The women had finished the sweeping on the second floor, and were scouring the bathroom. She could hear their vigorous rubbings with sand soap on the sides of the bathtub and the old linoleum. She hurried the things out of their papers, rejoicing in their newness and whiteness. But there was no time to admire. Five minutes to a bed was all she had to spare.
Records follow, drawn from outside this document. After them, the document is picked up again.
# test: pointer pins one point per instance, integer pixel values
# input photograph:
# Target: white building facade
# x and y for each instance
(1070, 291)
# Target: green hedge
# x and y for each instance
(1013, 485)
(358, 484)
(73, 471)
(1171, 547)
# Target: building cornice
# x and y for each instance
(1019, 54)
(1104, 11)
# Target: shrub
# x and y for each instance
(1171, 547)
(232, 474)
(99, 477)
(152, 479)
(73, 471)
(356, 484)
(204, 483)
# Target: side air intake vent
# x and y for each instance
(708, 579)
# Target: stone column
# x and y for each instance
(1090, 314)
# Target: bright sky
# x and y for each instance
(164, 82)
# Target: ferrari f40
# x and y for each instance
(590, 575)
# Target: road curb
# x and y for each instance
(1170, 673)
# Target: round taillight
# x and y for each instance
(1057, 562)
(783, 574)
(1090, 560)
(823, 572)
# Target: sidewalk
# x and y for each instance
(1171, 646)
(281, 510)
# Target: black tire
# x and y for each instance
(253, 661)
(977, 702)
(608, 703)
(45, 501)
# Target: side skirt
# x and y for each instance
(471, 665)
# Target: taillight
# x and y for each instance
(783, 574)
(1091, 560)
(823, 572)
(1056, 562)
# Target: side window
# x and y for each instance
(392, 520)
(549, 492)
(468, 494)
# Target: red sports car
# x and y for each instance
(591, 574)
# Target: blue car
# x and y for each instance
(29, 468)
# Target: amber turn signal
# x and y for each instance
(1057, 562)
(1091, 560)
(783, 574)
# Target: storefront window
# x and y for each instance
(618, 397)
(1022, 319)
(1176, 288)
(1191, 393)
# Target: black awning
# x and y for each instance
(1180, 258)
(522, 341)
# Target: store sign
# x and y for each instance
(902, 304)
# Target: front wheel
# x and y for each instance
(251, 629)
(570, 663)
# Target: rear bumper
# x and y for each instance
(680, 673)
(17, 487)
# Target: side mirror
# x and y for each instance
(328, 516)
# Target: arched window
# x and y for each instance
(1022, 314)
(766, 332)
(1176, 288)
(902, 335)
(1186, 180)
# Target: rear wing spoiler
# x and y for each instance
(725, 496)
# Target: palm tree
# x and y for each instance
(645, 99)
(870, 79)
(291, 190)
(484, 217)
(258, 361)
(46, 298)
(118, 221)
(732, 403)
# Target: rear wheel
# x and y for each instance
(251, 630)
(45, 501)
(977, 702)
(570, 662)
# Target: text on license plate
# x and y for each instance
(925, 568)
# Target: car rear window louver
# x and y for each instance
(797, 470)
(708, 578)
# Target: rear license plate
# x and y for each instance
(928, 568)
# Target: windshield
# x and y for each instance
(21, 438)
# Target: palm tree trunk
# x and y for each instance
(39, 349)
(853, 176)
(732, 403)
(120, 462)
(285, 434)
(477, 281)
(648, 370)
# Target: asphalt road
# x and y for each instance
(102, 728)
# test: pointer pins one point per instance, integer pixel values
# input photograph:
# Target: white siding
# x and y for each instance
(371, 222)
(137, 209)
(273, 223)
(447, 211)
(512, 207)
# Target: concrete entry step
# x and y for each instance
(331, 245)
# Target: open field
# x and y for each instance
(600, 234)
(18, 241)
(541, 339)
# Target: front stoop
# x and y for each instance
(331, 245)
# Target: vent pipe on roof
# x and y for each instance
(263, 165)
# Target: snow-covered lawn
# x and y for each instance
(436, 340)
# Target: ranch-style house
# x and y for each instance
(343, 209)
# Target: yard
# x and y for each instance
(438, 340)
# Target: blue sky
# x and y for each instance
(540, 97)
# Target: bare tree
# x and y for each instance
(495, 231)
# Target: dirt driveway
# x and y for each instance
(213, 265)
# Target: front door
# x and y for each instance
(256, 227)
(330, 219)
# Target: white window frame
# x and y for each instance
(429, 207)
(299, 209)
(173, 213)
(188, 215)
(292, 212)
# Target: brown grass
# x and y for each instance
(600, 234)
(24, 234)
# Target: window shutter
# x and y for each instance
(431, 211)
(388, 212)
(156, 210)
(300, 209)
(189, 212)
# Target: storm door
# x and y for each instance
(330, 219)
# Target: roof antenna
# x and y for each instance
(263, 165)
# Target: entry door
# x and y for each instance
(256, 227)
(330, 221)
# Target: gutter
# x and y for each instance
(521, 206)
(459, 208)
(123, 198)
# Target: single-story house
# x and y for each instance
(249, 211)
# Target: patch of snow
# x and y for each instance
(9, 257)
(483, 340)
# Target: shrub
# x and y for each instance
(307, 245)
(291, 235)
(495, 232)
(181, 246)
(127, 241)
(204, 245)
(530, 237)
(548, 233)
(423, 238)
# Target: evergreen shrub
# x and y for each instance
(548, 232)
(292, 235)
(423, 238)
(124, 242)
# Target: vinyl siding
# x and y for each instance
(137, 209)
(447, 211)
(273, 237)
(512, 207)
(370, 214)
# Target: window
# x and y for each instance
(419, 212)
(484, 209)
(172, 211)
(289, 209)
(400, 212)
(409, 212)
Could she do it?

She spread on the sheets and blanket, smoothed a white coverlet over her father’s bed, plumped the pillows into fresh cases, and tucked the pretty yellow sateen eider-down quilt in an artistic roll at the foot. What a difference it made! Then she seized one of the bureau-scarfs and whisked it upon the bureau. The room was a changed place.

With her heart swelling with pride and her arms filled with more sheets and blankets she went on to Eugene’s room, and wrought the same magic change there. By this time the two women were scrubbing the third-story stairs, and would soon be up to Jack’s room. She would wait to make up his bed and fix things till they came down.

She went down to the kitchen again, and found the pies gently simmering away, beginning to brown, and the roast sizzling contentedly.